Najlepszą rzeczą do zrobienia jest podziwianie otoczenia, a także rustykalnych pieców, które pomogą Ci jak najlepiej wykorzystać wizytę. Na szczycie znajduje się pamiątka i napój. Leuk monument ook!
Zeker de moeite om te doen, eerste gedeelte is het moeilijkst en ook de rustige stroken die soms zijn zorgen ervoor dat je hem goed kan oprijden. Op de top kreeg je een souvenir en drankje. Leuk monument ook!
Wspinaczka z Culoz była stroma i gorąca przez pierwsze 6 lub 7 km, po czym sytuacja się uspokoiła i dotarliśmy do cienia - potem pojawiły się podjazdy 12 %. Dalej, aż do ostatniego kilometra, sytuacja się uspokaja. W drodze w dół warto zrobić mały objazd, aby podziwiać wspaniałe widoki z Le Belvedere du Fenestrez.
The climb from Culoz was steep and hot for the first 6 or 7 km before things eased and we reached some shade - then come the 12 % ramps. Pushing on, things ease until the final kilomètre. On the way down its worth taking a slight detour to the great views from Le Belvedere du Fenestrez.
ciężka wspinaczka ze wspaniałymi widokami! najgorszy dla mnie był środkowy odcinek, który wynosił > 10% przez 3 km na prostej drodze! cicho i spokojnie. kawiarnia i mały sklep z pamiątkami były otwarte na szczycie.
a hard climb with great views! the worst bit for me was the middle section which was > 10% for 3km on a straight road ! quiet and peaceful. cafe and small souvenir shop were open at top.
Kilka zdjęć z nawrotów (zrobionych w drodze w dół), we wrześniowym zachodzie słońca, nagroda po intensywnej wspinaczce.
Quelques photos des lacets (pris à la descente), au soleil couchant de septembre, récompense après une intense montée.

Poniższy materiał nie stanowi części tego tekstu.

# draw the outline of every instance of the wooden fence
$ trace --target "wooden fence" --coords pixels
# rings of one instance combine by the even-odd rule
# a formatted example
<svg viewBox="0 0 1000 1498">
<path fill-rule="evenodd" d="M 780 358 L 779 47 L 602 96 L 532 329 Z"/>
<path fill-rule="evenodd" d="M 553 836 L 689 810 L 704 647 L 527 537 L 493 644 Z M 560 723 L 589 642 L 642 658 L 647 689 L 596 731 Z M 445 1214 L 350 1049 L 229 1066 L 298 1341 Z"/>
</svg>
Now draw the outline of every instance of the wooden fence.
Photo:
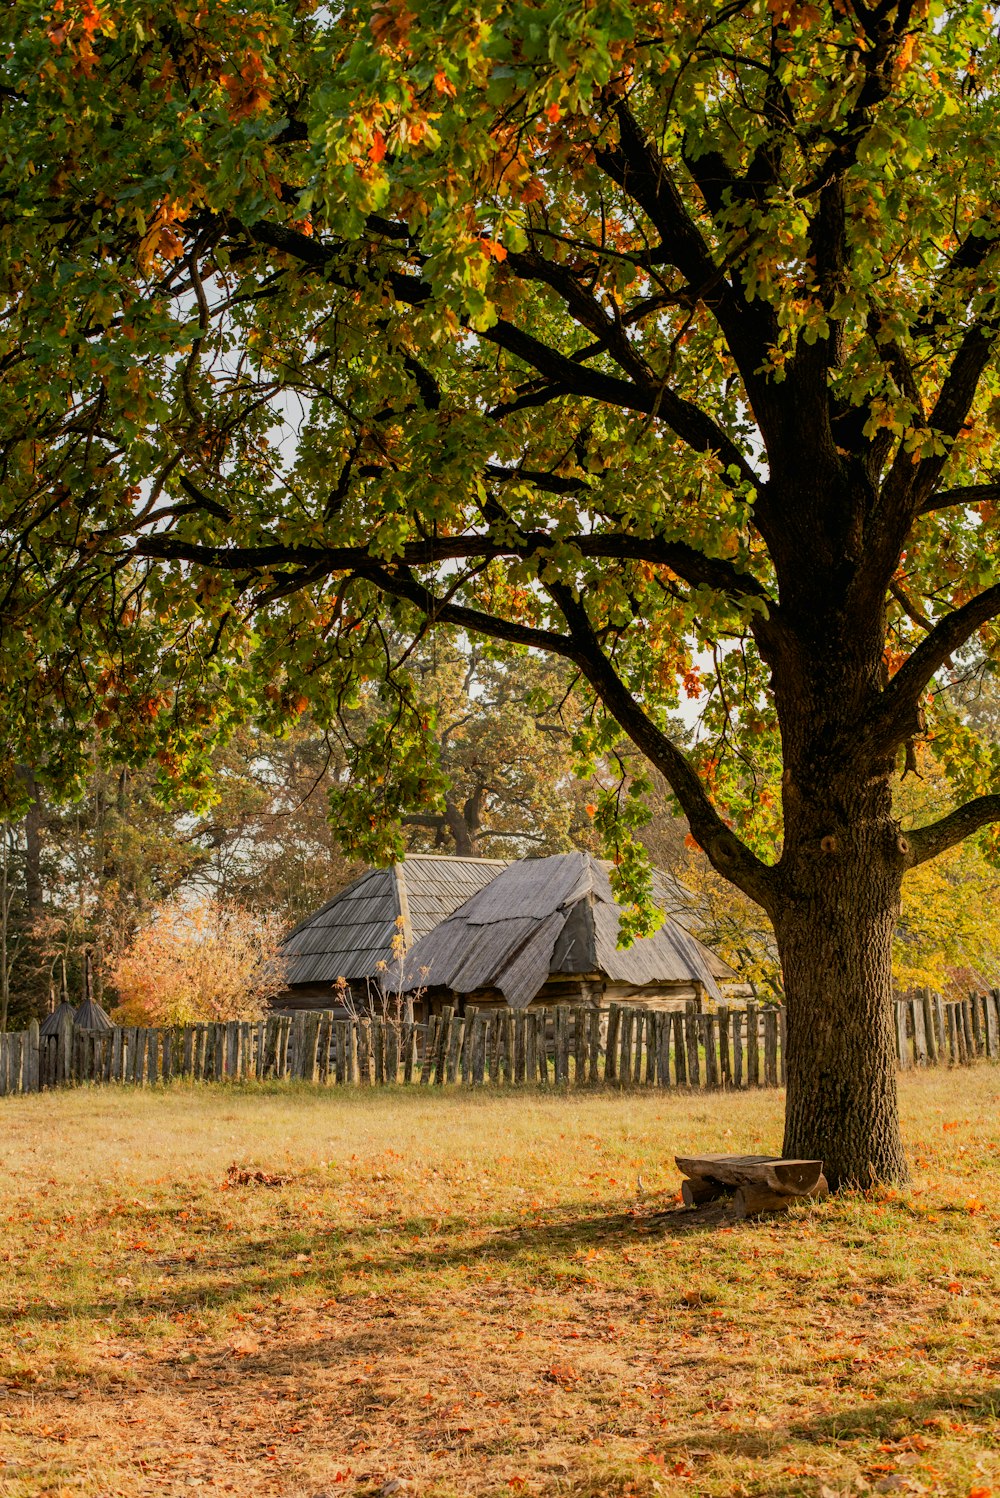
<svg viewBox="0 0 1000 1498">
<path fill-rule="evenodd" d="M 924 991 L 895 1006 L 899 1064 L 966 1065 L 1000 1054 L 1000 990 L 944 1003 Z M 0 1097 L 71 1083 L 304 1081 L 320 1086 L 777 1087 L 782 1009 L 699 1014 L 630 1005 L 522 1012 L 445 1009 L 426 1025 L 332 1013 L 257 1022 L 0 1035 Z"/>
</svg>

Pokonanie Grand Colombier było jak kopniak w tyłek. Wyjeżdżając z Lyonu zaraz po pracy o 16:00, o 17:30 zaczynam wspinaczkę do Culoz. Pierwsze stoki w Culoz są już dość strome, więc trzeba znaleźć swój rytm, zwłaszcza po opuszczeniu miasta, gdzie jest już dość stromo. Przejeżdżając wzdłuż zbocza góry, w oddali widać małe zakręty, które są prawdziwą atrakcją wspinaczki. Tutaj jest naprawdę stromo, ale ponieważ jest magicznie, zabawnie i kręto, schodzi się całkiem dobrze (zrobimy zdjęcia w drodze powrotnej...). Następnie nachylenie nie zmniejsza się od razu, ale gdy jest to linia prosta, wysiłek jest trudniejszy. W końcu dochodzimy do tego ratującego życie płaskiego miejsca przed przekroczeniem Route d'Anglefort. Trzymaj się mocno, ponieważ po zakręcie czeka cię długa, bardzo stroma prosta bez chwili wytchnienia; widać tylko, że nachylenie nieco się zmniejsza, ale (ledwo) mniej strome sekcje nie pozwalają złapać oddechu. Wreszcie mały zakręt, który sygnalizuje koniec cierpienia. Potem jest znacznie łagodniej, gdy wracasz na północ (aby zobaczyć panoramę w drodze w dół), dość nierówne nachylenie, ale o wiele łatwiej.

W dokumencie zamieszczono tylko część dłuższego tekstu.